Enhancing your Web Browsing Experience with Machine Learned Models (part II)
In the first part of this series, we saw how to insert machine-learned model predictions into a webpage on-the-fly using a content script browser extension which grabs the relevant pieces of the webpage and feeds them into a BigML actionable model. At the conclusion of that post, I noted that actionable models were very straightforward to use, but their static nature would lead to lots of effort in maintaining the browser extension if the underlying model were constantly updated with new data. In this post, we’ll see how to use BigML’s powerful API to both keep your models up to date, and write a browser extension that stays current with your latest models.
Staying up to date
In keeping with our previous post, we will be working on a model to predict the repayment status of loans on the microfinance site Kiva. In the last post, we used a model that was trained nearly one year ago on a snapshot of the Kiva database. Hundreds of new loans become available every day, which means this model is starting to look a bit long in the tooth. We’ll start off by learning a fresh model from the latest Kiva database snapshot, and in doing so, we’ll get to use some of the new features we’ve added to BigML over the last year, such as objective weighting and text analysis. However, the Kiva database snapshot is several gigabytes of JSON-encoded data, much of which won’t be relevant to our model, so we really don’t want to relearn from a new snapshot several months down the line when our hot new model becomes stale. Fortunately, we can avoid this situation using multi-datasets. Periodically, say once a month, we’ll grab the newest loan data from Kiva and build a BigML dataset. With multi-datasets, we can take our monthly dataset, our original snapshot dataset, and all the previous monthly datasets, concatenate them together and learn a model from the whole thing. With the BigML API, this all happens behind the scenes, and all we need to do is supply a list of the individual datasets. We can do all of this with a little Python script. Here is the main loop:
Every dataset created by this script will have “kiva-data” as its name, so we can use the BigML API to list the available datasets and filter by that name. If none show up, then we know we need to create a base dataset from a Kiva snapshot; otherwise, we’ll use the Kiva API to create an incremental update dataset. In either case, we then proceed to create a new model using multi-datasets. All we need to do is pass a list of our desired dataset resource IDs. We assign the name “kiva-model” to the model so that it can be easily found by our browser extension. We employ a few other minor tricks in our script, such as avoiding throttling in the Kiva API. You can check out the whole thing at this handy git repo.
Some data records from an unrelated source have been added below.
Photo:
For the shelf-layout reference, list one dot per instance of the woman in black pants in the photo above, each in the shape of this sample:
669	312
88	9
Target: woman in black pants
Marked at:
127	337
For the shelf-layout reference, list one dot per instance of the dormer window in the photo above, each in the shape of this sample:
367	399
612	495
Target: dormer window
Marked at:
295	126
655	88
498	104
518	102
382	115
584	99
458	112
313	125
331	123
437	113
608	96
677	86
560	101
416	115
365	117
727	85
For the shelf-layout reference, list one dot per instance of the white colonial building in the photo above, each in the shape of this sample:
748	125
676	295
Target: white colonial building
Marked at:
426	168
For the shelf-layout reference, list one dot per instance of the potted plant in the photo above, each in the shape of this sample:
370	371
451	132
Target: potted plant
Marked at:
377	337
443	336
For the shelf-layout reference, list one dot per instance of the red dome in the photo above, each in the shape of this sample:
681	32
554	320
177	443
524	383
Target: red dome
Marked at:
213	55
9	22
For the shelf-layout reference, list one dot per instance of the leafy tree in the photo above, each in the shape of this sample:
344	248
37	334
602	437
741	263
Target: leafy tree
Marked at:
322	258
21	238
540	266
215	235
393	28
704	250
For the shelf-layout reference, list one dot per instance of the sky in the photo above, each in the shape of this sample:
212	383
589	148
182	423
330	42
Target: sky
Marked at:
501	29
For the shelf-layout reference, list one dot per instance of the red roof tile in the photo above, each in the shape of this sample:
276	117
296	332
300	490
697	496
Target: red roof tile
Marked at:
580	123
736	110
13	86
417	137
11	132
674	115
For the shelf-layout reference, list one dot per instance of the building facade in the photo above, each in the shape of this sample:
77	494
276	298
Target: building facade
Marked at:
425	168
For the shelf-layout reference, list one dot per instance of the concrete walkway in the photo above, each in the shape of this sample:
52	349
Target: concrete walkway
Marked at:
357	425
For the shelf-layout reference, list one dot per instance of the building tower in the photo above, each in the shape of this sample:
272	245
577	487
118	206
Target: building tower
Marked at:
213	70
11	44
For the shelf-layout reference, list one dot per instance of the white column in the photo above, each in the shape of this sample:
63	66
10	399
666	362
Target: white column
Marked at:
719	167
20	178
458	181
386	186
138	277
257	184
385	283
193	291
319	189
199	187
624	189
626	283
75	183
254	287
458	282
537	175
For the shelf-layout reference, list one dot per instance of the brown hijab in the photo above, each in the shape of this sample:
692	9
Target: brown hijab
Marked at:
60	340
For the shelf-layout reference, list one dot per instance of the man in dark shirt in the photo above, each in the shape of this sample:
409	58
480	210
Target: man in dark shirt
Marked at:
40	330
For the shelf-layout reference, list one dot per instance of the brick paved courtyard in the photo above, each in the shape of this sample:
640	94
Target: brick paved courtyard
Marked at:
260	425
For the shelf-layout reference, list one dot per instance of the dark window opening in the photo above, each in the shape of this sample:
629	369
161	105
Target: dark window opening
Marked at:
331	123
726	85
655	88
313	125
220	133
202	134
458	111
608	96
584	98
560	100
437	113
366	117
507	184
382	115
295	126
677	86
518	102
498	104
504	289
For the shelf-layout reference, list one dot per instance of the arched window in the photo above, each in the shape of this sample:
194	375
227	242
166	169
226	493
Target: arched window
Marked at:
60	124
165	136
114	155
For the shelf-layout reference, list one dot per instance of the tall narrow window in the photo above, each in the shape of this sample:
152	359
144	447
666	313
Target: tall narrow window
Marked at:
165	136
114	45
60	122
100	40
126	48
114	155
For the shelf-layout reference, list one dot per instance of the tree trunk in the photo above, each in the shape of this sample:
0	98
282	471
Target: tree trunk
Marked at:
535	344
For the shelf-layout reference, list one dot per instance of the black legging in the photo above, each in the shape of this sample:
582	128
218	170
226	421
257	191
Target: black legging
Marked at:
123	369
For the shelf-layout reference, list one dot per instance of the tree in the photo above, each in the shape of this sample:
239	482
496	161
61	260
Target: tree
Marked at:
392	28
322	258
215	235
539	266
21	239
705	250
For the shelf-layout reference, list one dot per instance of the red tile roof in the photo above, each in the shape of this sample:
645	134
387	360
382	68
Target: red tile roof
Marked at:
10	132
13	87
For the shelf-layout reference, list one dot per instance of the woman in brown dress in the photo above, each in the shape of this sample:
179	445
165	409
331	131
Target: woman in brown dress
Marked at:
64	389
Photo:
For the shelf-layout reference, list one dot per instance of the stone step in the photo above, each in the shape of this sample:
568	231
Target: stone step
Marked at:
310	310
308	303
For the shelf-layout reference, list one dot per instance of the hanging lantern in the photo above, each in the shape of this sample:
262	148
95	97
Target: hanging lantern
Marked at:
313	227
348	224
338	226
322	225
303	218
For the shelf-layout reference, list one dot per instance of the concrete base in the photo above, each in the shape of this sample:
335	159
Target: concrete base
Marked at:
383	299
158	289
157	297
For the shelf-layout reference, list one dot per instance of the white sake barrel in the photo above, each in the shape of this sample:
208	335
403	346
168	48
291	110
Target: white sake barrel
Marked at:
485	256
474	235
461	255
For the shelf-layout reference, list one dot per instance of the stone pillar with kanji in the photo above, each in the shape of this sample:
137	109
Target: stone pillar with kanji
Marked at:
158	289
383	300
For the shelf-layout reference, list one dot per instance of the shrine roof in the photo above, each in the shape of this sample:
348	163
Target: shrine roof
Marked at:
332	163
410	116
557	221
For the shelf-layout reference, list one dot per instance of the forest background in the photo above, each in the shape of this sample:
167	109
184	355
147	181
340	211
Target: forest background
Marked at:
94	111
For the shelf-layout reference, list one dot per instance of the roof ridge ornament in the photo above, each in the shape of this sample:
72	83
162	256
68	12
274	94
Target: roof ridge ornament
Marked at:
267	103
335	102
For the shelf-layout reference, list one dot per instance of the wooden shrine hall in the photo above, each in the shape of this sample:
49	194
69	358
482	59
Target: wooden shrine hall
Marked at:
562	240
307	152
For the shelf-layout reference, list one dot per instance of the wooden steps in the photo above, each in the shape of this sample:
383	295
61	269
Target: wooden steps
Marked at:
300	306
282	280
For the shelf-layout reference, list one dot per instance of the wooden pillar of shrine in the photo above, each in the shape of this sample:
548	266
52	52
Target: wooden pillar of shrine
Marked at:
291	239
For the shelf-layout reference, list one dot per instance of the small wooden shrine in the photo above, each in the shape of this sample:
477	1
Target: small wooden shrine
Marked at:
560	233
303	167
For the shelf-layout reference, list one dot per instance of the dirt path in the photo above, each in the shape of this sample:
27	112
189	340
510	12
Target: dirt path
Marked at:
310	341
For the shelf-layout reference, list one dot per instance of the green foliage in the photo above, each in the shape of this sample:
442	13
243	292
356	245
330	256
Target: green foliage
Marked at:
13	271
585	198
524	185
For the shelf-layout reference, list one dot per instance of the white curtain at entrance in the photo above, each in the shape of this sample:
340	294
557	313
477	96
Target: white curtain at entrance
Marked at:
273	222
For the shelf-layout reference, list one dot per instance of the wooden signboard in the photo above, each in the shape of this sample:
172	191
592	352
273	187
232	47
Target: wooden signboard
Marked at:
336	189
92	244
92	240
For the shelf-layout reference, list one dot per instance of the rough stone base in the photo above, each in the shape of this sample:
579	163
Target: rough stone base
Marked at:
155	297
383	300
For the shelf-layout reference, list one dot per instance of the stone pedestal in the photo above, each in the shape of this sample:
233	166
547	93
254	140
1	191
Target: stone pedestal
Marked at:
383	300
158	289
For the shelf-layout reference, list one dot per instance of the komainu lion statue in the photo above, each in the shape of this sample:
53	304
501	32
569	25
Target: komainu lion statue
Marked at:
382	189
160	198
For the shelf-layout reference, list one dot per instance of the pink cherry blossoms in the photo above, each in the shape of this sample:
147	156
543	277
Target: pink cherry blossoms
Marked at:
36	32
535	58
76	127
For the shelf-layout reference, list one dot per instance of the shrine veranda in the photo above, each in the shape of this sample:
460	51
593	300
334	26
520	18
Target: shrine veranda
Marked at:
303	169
API-powered browser extension
Our first browser extension was a content script that fired whenever we navigated to a Kiva loan page. It would grab the loan information, feed it to the model, and then use jQuery to insert a status indicator into the webpage’s DOM tree. Our new extension won’t be very different with regards to loan data scraping and DOM manipulation; the main difference will be how the model predictions are generated. Whereas our first extension featured an actionable model, i.e. a series of nested if-else statements, our new extension will perform predictions with a live BigML model, using the REST-ful API. To interface with the model, our extension now needs to know about our BigML credentials. In order to store the BigML credentials, we create a simple configuration page for the extension, consisting of two input boxes and a Save button.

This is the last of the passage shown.